The former General Counsel for defense contractor Lockheed and hedge fund Bridgewater Associates has never, that I’ve seen, explained what he thought Apple’s business model should be, or how much he wants to change it, or how the FBI Director put himself in charge of dictating what business models were good for America and what weren’t and why we’re even asking that in an age of multinational corporate structures.
It seems there are three possible business models Comey might have in mind for Apple:
I raise these models, in part, because I got into a conversation on Twitter about what the value of encryption on handsets really is. The conversation suffered, I think, from presuming that iPhones and Android phones have the same business model, and therefore one could calculate the value of the encryption offered on an iPhone the same way one would calculate the value of encryption on an Android phone. They’re not.
Even aside from the current difference between Google’s business model (the data model at the software level, the licensing model at the handset level) versus Apple’s model, in Apple’s model, the customer is the customer, and she pays a premium for an idyllic walled garden that includes many features she may not use.
I learned this visiting recently with a blind friend of mine, whom I used to read for on research in college, who therefore introduced me to adaptive technologies circa 1990 (which were pretty cutting edge at the time). I asked her what adaptive technologies she currently uses, thinking that as happened with the 90s stuff the same technology might then be rolled out for a wider audience in a slightly different application. She said, the iPhone, the iPhone, and the iPhone. Not only are there a slew of apps available for iPhone that provide adaptive technologies. Not only does the iPhone offer the ability to access recorded versions of the news and the like. But all this comes standard in every iPhone (along with other adaptive technologies that wouldn’t be used by a blind person any more than most sighted ones). All iPhone users pay for those adaptive technologies as part of their walled garden, even though even fewer realize they’re there than they realize their phone has great encryption. But because they pay more for their phone, they’re effectively ensuring those who need adaptive technologies can have them, and on the market leader in handsets. Adaptive technologies, like online security, are part of the idyllic culture offered within Apple’s walled garden.
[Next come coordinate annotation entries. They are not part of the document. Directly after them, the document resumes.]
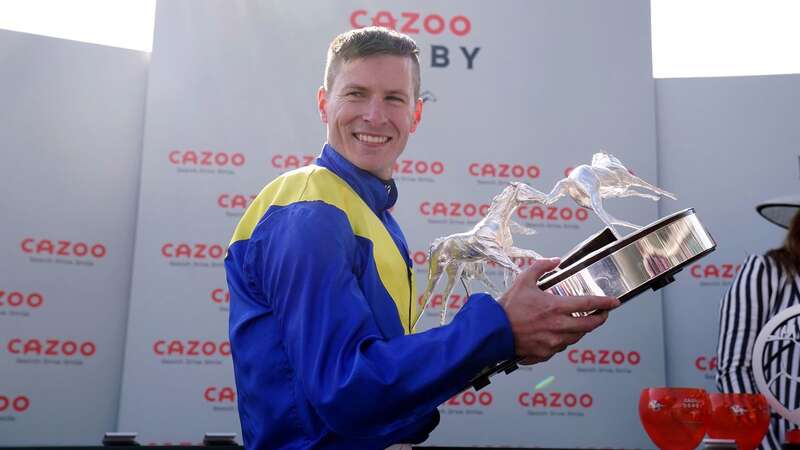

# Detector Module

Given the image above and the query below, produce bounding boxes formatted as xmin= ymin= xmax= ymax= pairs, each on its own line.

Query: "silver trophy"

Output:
xmin=423 ymin=152 xmax=716 ymax=389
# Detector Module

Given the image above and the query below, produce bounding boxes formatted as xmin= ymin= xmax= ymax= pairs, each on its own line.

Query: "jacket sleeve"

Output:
xmin=717 ymin=255 xmax=779 ymax=393
xmin=245 ymin=202 xmax=514 ymax=437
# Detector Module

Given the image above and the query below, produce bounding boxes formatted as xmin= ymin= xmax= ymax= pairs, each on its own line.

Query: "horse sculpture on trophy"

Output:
xmin=415 ymin=181 xmax=547 ymax=325
xmin=545 ymin=152 xmax=675 ymax=238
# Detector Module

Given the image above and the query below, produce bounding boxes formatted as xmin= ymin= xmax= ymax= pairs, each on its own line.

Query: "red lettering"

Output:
xmin=167 ymin=150 xmax=245 ymax=167
xmin=400 ymin=12 xmax=419 ymax=34
xmin=0 ymin=395 xmax=31 ymax=412
xmin=350 ymin=9 xmax=367 ymax=28
xmin=422 ymin=14 xmax=445 ymax=34
xmin=203 ymin=386 xmax=236 ymax=403
xmin=211 ymin=288 xmax=231 ymax=304
xmin=372 ymin=11 xmax=397 ymax=30
xmin=450 ymin=16 xmax=472 ymax=36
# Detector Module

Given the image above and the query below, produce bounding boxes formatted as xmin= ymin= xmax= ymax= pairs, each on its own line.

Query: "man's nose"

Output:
xmin=363 ymin=98 xmax=386 ymax=124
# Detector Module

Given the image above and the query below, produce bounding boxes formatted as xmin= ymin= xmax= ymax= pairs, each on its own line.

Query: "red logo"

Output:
xmin=517 ymin=391 xmax=594 ymax=409
xmin=217 ymin=194 xmax=256 ymax=209
xmin=0 ymin=289 xmax=44 ymax=308
xmin=19 ymin=238 xmax=108 ymax=258
xmin=167 ymin=150 xmax=245 ymax=167
xmin=445 ymin=391 xmax=494 ymax=407
xmin=392 ymin=159 xmax=444 ymax=175
xmin=272 ymin=155 xmax=317 ymax=170
xmin=467 ymin=163 xmax=542 ymax=179
xmin=6 ymin=338 xmax=97 ymax=357
xmin=411 ymin=250 xmax=428 ymax=266
xmin=567 ymin=349 xmax=642 ymax=366
xmin=419 ymin=201 xmax=489 ymax=217
xmin=350 ymin=9 xmax=472 ymax=36
xmin=694 ymin=356 xmax=717 ymax=372
xmin=211 ymin=288 xmax=231 ymax=305
xmin=516 ymin=205 xmax=589 ymax=222
xmin=153 ymin=339 xmax=231 ymax=356
xmin=161 ymin=242 xmax=225 ymax=259
xmin=0 ymin=394 xmax=31 ymax=413
xmin=203 ymin=386 xmax=236 ymax=403
xmin=689 ymin=264 xmax=742 ymax=280
xmin=417 ymin=294 xmax=469 ymax=311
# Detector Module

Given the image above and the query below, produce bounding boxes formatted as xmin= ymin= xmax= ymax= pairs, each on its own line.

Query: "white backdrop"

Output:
xmin=119 ymin=1 xmax=664 ymax=447
xmin=0 ymin=0 xmax=800 ymax=448
xmin=656 ymin=75 xmax=800 ymax=390
xmin=0 ymin=30 xmax=148 ymax=445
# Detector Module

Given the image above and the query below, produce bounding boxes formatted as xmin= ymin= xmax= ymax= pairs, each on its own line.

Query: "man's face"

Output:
xmin=317 ymin=55 xmax=422 ymax=180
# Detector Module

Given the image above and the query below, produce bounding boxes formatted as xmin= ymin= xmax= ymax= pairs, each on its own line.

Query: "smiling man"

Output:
xmin=225 ymin=27 xmax=619 ymax=449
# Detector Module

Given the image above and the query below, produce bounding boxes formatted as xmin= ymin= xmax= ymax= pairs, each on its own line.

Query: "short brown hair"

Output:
xmin=323 ymin=27 xmax=420 ymax=99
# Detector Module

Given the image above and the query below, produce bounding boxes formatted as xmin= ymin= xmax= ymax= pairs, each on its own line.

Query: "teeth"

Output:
xmin=356 ymin=133 xmax=389 ymax=144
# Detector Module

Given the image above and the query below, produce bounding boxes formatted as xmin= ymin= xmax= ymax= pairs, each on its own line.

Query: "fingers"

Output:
xmin=561 ymin=311 xmax=608 ymax=333
xmin=558 ymin=295 xmax=620 ymax=314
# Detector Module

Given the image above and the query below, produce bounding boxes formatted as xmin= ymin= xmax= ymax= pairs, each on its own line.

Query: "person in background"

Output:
xmin=717 ymin=197 xmax=800 ymax=449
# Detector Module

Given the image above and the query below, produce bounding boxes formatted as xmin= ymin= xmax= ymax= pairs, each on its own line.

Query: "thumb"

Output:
xmin=522 ymin=258 xmax=561 ymax=283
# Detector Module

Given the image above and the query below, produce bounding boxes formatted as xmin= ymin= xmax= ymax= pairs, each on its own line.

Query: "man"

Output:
xmin=225 ymin=27 xmax=619 ymax=449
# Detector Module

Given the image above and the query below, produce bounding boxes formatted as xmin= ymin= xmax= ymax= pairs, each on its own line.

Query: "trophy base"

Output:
xmin=470 ymin=208 xmax=716 ymax=390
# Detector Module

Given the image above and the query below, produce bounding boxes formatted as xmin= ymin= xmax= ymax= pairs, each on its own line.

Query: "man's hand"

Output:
xmin=498 ymin=259 xmax=620 ymax=364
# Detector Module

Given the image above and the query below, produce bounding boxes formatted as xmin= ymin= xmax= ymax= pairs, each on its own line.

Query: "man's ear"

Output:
xmin=317 ymin=86 xmax=328 ymax=124
xmin=411 ymin=97 xmax=422 ymax=133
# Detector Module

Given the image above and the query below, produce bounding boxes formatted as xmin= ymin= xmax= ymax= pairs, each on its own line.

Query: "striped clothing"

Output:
xmin=717 ymin=255 xmax=800 ymax=449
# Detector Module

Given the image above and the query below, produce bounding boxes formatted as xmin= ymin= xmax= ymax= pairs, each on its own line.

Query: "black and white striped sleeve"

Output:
xmin=717 ymin=255 xmax=779 ymax=392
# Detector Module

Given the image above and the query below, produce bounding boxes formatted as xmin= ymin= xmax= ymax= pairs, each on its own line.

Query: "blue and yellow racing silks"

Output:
xmin=225 ymin=145 xmax=514 ymax=449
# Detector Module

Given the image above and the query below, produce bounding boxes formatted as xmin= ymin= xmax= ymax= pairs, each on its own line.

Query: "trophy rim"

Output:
xmin=539 ymin=208 xmax=717 ymax=288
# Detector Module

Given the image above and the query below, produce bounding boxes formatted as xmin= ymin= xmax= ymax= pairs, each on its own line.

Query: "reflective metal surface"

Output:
xmin=539 ymin=209 xmax=716 ymax=314
xmin=470 ymin=208 xmax=716 ymax=390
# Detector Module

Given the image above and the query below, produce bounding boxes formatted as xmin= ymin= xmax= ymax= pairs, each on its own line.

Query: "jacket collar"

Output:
xmin=317 ymin=143 xmax=397 ymax=217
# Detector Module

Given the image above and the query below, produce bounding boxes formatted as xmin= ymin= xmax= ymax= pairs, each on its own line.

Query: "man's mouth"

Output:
xmin=353 ymin=133 xmax=391 ymax=145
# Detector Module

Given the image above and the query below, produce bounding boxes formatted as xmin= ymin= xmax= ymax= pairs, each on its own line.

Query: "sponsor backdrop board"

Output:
xmin=119 ymin=1 xmax=664 ymax=447
xmin=656 ymin=75 xmax=800 ymax=391
xmin=0 ymin=30 xmax=148 ymax=446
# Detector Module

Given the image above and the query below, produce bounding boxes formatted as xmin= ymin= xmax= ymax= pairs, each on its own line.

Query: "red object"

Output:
xmin=639 ymin=387 xmax=711 ymax=450
xmin=708 ymin=393 xmax=769 ymax=450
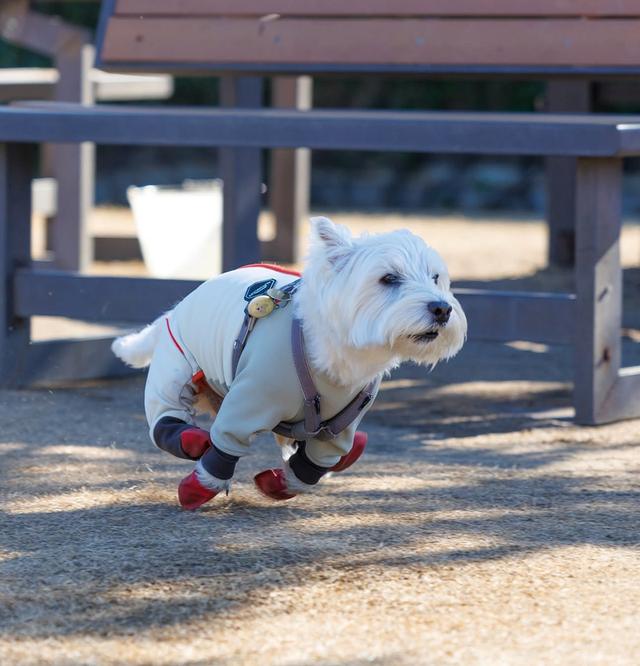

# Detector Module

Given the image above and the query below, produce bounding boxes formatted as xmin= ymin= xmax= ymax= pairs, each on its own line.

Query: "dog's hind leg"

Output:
xmin=152 ymin=416 xmax=211 ymax=460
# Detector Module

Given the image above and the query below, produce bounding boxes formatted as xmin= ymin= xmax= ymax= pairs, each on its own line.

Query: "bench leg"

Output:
xmin=220 ymin=76 xmax=262 ymax=271
xmin=545 ymin=80 xmax=592 ymax=267
xmin=0 ymin=144 xmax=36 ymax=386
xmin=264 ymin=76 xmax=313 ymax=263
xmin=50 ymin=43 xmax=95 ymax=271
xmin=574 ymin=158 xmax=640 ymax=424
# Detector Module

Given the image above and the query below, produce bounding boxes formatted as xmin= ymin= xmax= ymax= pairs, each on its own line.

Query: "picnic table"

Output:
xmin=0 ymin=102 xmax=640 ymax=423
xmin=0 ymin=0 xmax=173 ymax=270
xmin=98 ymin=0 xmax=640 ymax=265
xmin=0 ymin=0 xmax=640 ymax=423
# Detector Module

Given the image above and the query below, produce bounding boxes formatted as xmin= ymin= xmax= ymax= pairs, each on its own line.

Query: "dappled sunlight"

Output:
xmin=39 ymin=444 xmax=133 ymax=460
xmin=3 ymin=485 xmax=165 ymax=515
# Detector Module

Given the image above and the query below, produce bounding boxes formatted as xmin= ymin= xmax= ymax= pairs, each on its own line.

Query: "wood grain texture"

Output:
xmin=574 ymin=159 xmax=622 ymax=424
xmin=6 ymin=102 xmax=640 ymax=157
xmin=116 ymin=0 xmax=640 ymax=16
xmin=101 ymin=17 xmax=640 ymax=70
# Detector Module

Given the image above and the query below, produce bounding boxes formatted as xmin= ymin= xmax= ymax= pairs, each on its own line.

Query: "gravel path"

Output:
xmin=0 ymin=214 xmax=640 ymax=666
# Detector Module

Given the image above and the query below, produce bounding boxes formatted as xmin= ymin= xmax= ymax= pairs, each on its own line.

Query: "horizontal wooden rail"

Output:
xmin=5 ymin=102 xmax=640 ymax=157
xmin=99 ymin=16 xmax=640 ymax=71
xmin=115 ymin=0 xmax=640 ymax=17
xmin=14 ymin=269 xmax=575 ymax=344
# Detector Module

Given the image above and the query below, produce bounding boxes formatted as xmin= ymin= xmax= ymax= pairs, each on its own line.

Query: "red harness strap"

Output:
xmin=165 ymin=264 xmax=301 ymax=393
xmin=240 ymin=264 xmax=302 ymax=277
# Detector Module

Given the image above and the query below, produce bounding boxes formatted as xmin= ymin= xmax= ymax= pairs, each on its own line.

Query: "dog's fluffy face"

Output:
xmin=305 ymin=218 xmax=467 ymax=365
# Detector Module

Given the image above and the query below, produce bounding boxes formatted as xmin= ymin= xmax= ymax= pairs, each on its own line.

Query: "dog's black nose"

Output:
xmin=427 ymin=301 xmax=451 ymax=324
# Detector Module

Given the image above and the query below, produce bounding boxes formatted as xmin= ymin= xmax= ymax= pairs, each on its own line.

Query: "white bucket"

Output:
xmin=127 ymin=180 xmax=222 ymax=280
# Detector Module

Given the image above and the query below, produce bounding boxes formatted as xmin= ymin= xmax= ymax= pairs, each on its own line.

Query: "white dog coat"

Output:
xmin=145 ymin=266 xmax=379 ymax=467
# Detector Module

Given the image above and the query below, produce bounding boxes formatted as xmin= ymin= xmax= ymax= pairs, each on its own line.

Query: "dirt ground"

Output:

The notion that you can assign a value to Apple’s encryption, independent of the larger walled garden model, seems mistaken. Encryption is a part of having a walled garden, especially when the whole point of a walled garden is creating a space where it is safe and easy to live online.
Plus, it seems law enforcement in this country is absolutely obtuse that the walled garden does provide law enforcement access in the Cloud, and they ought to be thrilled that the best encryption product in the world entails making metadata — and for users using default settings, as even Syed Rizwan Farook seems to have been — content readily available to both PRISM and (Admiral Rogers made clear) USA Freedom Act. That is, Apple’s walled garden does not preclude law enforcement from patrolling parts of the garden. On the contrary, it happens to ensure that American officials have the easiest ability to do so, within limits that otherwise ensure the security of the walled garden in ways our national security elite have been both unwilling and even less able to do.
But there’s one more big problem with the fanciful notion you can build a business model that doesn’t allow for encryption: Signal is free. The best app for encrypted calls and texts, Signal, is available free of charge, and via open source software (so it could be made available overseas if Jim Comey decided it, too, needed to adopt a different business model). The attempt to measure in value what value encryption adds to a handset is limited, because someone can always add on top of it their own product, so any marginal value of encryption on a handset would have to make default encrypted device storage of additional marginal value over what is available for free (note, there is a clear distinction between encrypting data at rest and in motion, but the latter would be more important for anyone conducting nefarious actions with a phone).
Finally, there’s one other huge problem with Comey’s presumption that he should be able to dictate business models.
Even according to this year’s threat assessment, the threat from hacking is still a greater threat to the country than terrorism. Apple’s business model, both by collecting less unnecessary data on users and by aspiring to creating a safe walled garden, offers a far safer model to disincent attacks (indeed, by defaulting on encryption, Apple also made iPhone theft and identity via device theft far harder). Comey is, effectively, trying to squelch one of the market efforts doing the most to make end users more resilient to hackers.
The only model left–that could offer a safer default environment–would effectively be an AT&T model pushed to its limits: government ownership of telecoms, what much of the world had before Reagan pushed privatization (and in doing so, presumably made the rest of the world a lot easier for America to spy on). Not only would that devastate one of the brightest spots in America’s economy, but it would represents a pretty alarming move toward explicit total control (from what it tacit control now).
Is that what former Hedgie Jim Comey is really looking to do?
One final point. While I think it is hard to measure marginal value of encryption, the recent kerfuffle over Kindle makes clear that the market does assign value to it. Amazon dropped support for encryption on some of its devices last fall, which became clear as people were no longer able to upgrade. When they complained in response, it became clear they were using Kindles beyond what use Amazon envisioned for them. But by taking away encryption users had already had, Amazon not only made existing devices less usable, but raised real questions about the CIA contractor’s intent. Pretty quickly after the move got widespread attention, Amazon reversed course.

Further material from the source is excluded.